Patrick V. Murphy, the former commissioner of public safety in Washington and New York City who is now president of the Police Foundation, has attacked the rival International Association of Chiefs of Police for being "dedicated to preventing most of the reforms that are essential to the improvement of police service."

Murphy's criticism, contained in a speech last month before the Police Executive Research Forum in New York, represents the latest blow in a tong ideological battle between the two national police organizations.

The chiefs of small police departments. Murphy charged, "have a stranglehold on the IACP," and the "needs, fears and level of attainment and education of small-town American police departments predominate in setting the priorities and tone of the association."

A spokesman for the IACP dimissed Murpyh's charges as inaccurate. "We've been through this route with Murphy before," said William Ellingsworth, the IACP's director of public affairs. "I hate to say something like we stand on our record, but it's absolutely true."

Ellingsworth said the IACP has been, since its founding in 1893, the country's leading national police organization, and responsible for "innumerable innovations over the years."

"Look, we've got a broad cross section of police officials in our membership and on our executive board," said Ellingsworth. "Whenever we go before Congress to talk about allocations we always champion the cause of the big cities.
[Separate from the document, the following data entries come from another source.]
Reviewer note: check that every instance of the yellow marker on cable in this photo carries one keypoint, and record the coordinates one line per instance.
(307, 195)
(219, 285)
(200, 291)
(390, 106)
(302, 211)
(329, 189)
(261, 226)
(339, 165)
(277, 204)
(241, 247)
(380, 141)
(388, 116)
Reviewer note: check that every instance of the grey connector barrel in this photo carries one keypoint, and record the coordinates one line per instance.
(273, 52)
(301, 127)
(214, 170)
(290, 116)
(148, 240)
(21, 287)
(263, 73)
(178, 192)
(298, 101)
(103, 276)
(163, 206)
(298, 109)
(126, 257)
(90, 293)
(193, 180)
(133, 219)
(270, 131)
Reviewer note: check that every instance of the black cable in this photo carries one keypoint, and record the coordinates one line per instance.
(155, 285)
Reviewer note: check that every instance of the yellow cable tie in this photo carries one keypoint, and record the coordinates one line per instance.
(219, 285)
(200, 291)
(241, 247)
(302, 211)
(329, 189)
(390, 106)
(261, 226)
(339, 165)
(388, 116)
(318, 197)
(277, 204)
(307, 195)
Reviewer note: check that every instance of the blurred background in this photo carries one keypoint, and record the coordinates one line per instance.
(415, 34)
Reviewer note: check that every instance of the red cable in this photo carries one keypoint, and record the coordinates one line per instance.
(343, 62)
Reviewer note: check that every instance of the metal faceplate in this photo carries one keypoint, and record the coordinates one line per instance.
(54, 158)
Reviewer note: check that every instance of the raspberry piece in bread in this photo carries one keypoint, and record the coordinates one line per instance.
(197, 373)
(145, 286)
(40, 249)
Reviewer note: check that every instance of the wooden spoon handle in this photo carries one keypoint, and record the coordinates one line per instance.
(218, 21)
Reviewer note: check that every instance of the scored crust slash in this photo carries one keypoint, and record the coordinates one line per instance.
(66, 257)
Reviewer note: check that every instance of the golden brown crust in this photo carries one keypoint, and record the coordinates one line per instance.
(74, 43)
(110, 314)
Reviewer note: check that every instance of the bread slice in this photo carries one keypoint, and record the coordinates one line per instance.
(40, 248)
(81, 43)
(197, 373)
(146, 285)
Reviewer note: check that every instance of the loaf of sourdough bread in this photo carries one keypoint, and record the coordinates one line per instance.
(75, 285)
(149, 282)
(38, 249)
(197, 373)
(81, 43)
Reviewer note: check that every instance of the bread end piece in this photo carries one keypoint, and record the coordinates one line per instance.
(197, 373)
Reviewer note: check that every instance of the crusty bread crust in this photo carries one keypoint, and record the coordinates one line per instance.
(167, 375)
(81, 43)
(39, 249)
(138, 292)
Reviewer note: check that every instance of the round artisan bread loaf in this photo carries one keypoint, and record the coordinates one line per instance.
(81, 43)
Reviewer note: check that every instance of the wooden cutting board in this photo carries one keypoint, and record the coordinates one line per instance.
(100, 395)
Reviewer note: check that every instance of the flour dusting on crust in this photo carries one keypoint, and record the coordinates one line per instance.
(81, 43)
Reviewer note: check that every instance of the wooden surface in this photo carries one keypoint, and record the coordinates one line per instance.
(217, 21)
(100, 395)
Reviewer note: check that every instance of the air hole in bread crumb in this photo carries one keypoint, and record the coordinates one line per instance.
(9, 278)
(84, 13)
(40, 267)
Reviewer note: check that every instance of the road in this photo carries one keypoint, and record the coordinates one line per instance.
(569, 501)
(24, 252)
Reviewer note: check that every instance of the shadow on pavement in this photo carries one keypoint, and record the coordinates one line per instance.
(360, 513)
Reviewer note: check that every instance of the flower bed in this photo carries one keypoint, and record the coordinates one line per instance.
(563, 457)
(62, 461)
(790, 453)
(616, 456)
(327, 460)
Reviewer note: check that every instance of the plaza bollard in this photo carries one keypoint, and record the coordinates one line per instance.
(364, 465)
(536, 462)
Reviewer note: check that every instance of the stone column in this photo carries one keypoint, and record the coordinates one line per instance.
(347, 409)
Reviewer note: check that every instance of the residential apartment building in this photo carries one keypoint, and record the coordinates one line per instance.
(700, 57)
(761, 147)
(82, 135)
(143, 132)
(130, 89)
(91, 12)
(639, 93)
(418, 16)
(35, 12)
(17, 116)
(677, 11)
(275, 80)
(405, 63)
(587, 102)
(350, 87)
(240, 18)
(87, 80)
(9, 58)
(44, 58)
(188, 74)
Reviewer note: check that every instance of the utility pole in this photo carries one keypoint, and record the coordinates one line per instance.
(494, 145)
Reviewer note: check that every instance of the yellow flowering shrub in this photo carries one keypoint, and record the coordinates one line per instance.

But we also say don't forget about the little towns."

The IACP represents about 10,500 police executives around the country, many from rural areas and suburban towns.

The Police Foundation is a Washington-based research body established in 1970 with money from the Ford Foundation. It has sponsored studies of women in policing and the value of preventive patrol, among other issues, and has generally reflected the views of younger, more liberal police executives.

The Police Executive Research Forum, representing 40 chiefs from medium-sized and big cities, was created by the Police Foundation two years ago and still shares office space with the larger group.

In September the two factions were pitted against each other before Attorney General Griffin B. Bell. The issue was how to reorganize the much criticized Law Enforcement Assistance Administration, which spends about $700 million a year in crime-fighting funds.

The Police Executive Research Forum advocated sending the bulk of those funds to large cities, while the IACP urged more assistance for small towns and rural areas.

"That kind of emphasis on the condition of the thousands . . . of tiny departments in the country," Murphy charged, "is symptomatic of what is currently wrong with the IACP."

"These tiny departments, however great their number, account for less than 10 percent of the nation's police officers; they deal with 6 percent of the nation's crime index; and the citizens they serve suffer 4 percent of the nation's violent crimes," said Murphy.

Murphy urged the forum, which includes many chiefs who are also members of the IACP, to work toward "recapturing" the IACP from the chiefs of "tiny departments." He suggested that big city chiefs should have a greater say in running the IACP, and that the organization should admit some police officials of lower rank.

"There has grown up, willy-nilly, a fetish about the title chief of police in such a way that all chiefs are considered equal," said Murphy.